My count_max_matchings function, shown below, returned the correct result for the sample dataset.
def count_max_matchings(s):
mydict = (count_bases(s))
au_pairs = max(mydict['A'], mydict['U'])
cg_pairs = max(mydict['C'], mydict['G'])
return au_pairs * cg_pairs
When I tried my code against a real dataset, Project Rosalind crashed! See screenshot at the top of this article.
The site was completely unreachable!
I took a few deep breaths and tried again.
The site came back up.
I got my dataset, ran my program, submitted my result and got the red “Wrong!” banner.
I thought about my code, then realized that I needed to multiply all four dictionary values together to get the total number of possible matchings, which led to the code below:
def count_max_matchings(s):
mydict = (count_bases(s))
return mydict['A'] * mydict['U'] * mydict['C'] * mydict['G']
This was also incorrect. My second incorrect response unlocked the Questions section of the problem, where I read about the struggles of others.
I reread the Wikipedia article on graph theory matching, where I learned:
Every maximum matching is maximal, but not every maximal matching is a maximum matching.
I’m not sure what that means, but I do feel confident that the A-U pairings and the C-G pairings are independent and will be multiplied by each other to get the result.
Away from the keyboard, I had the idea that the count of possible maximum matches for either half of the problem was the same as the size of the count of the more plentiful base in that half choose the count of the least plentiful base in that half of the problem.
Explanation of P(n,k) from math.libretexts.org
I implemented this equation in steps like this:
def count_max_matchings(s):
mydict = (count_bases(s))
au_max = max(mydict['A'], mydict['U'])
au_min = min(mydict['A'], mydict['U'])
cg_max = max(mydict['C'], mydict['G'])
cg_min = min(mydict['C'], mydict['G'])
au_count = fact(au_max) // fact(au_max-au_min)
cg_count = fact(cg_max) // fact(cg_max-cg_min)
return au_count*cg_count
I used my own factorial function from the “Perfect Matchings and RNA Secondary Structures” challenge, shown below.
def fact(n):
if n < 2:
return 1
else:
return n * fact(n - 1)
My algorithm worked for sample datasets, and returned a correct result for the real dataset as well. The number of maximum matchings escalates quickly for larger datasets.
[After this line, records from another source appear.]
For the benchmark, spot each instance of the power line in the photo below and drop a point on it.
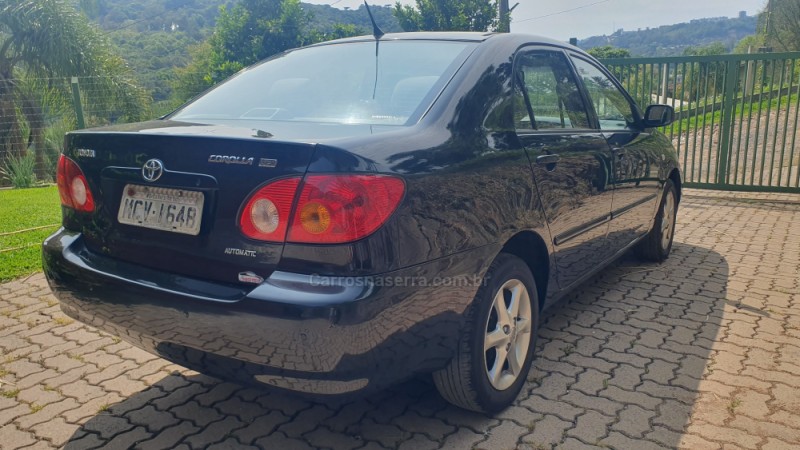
(562, 12)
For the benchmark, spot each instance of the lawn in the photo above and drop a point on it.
(27, 217)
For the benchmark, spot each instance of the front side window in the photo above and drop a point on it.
(613, 109)
(350, 83)
(547, 93)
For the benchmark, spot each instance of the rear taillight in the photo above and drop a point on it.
(330, 209)
(334, 209)
(73, 187)
(266, 214)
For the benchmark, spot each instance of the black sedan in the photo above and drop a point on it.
(347, 215)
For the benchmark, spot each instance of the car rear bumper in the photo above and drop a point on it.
(299, 332)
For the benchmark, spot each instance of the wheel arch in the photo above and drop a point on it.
(531, 248)
(675, 176)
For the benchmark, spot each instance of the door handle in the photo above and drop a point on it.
(544, 160)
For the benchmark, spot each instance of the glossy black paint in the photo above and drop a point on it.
(567, 203)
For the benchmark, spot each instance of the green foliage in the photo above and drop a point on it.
(608, 52)
(671, 40)
(247, 33)
(20, 170)
(27, 217)
(44, 39)
(714, 48)
(780, 24)
(447, 15)
(749, 44)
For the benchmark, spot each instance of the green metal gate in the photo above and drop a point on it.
(737, 116)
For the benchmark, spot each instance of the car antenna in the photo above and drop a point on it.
(376, 30)
(378, 33)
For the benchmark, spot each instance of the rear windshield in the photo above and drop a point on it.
(392, 83)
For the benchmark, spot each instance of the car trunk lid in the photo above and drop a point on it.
(168, 195)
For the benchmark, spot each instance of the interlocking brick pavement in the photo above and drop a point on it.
(699, 352)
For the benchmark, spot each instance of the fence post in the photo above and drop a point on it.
(76, 101)
(728, 101)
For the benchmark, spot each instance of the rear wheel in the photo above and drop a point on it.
(658, 243)
(496, 352)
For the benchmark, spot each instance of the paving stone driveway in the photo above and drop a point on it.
(700, 352)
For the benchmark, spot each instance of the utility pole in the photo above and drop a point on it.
(505, 17)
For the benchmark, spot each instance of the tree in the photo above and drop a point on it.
(609, 52)
(42, 39)
(780, 23)
(448, 15)
(247, 33)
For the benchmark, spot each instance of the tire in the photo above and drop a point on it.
(488, 380)
(658, 242)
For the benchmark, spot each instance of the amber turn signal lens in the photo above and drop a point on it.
(315, 218)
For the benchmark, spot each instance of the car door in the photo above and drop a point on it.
(568, 159)
(634, 164)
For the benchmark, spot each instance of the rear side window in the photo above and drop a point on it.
(547, 93)
(357, 83)
(613, 109)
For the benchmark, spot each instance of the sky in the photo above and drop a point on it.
(563, 19)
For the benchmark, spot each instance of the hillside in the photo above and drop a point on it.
(155, 36)
(196, 18)
(672, 40)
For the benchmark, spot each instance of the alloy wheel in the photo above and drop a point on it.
(508, 334)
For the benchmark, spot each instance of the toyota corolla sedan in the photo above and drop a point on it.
(344, 216)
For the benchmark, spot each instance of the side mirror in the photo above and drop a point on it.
(656, 116)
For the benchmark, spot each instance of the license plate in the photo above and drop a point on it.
(164, 209)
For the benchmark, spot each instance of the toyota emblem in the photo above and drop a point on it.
(152, 170)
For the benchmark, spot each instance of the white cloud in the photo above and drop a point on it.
(597, 17)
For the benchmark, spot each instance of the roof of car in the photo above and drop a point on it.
(449, 36)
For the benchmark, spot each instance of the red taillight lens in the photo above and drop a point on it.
(266, 214)
(334, 209)
(330, 209)
(73, 187)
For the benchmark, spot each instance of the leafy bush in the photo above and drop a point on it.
(20, 170)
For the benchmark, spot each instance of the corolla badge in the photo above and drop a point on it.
(152, 170)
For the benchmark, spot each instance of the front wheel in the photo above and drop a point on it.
(496, 352)
(658, 243)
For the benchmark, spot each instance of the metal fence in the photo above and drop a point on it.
(36, 113)
(737, 116)
(737, 126)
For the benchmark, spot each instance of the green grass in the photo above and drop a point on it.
(742, 113)
(23, 209)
For example, my dataset RNA string was 92 base-pairs long and the number of maximum matchings was 668,326,769,467,589,022,464,821,184,293,345,689,600,000,000.
Fortunately for me, Python 3 handles arbitrary precision integers extremely well, so working with values this big does not cause issues.
Post-solution notes
Challenges solved so far: 51
How many people solved this before me: 1,878
Most recent solve before me: yesterday
Time spent on challenge: 90 minutes spread over two days
Most time-consuming facet: recognizing the situation as a case of the choose function.
Questions from others: The Questions section was helpful because it helped me see how this was a combinations counting situation.
Solutions from others: As always, other solvers wrote concise, easy-to-read code. Everyone used the same basic technique.
Closing thoughts: This challenge introduced new concepts without being overwhelming, my favorite kind.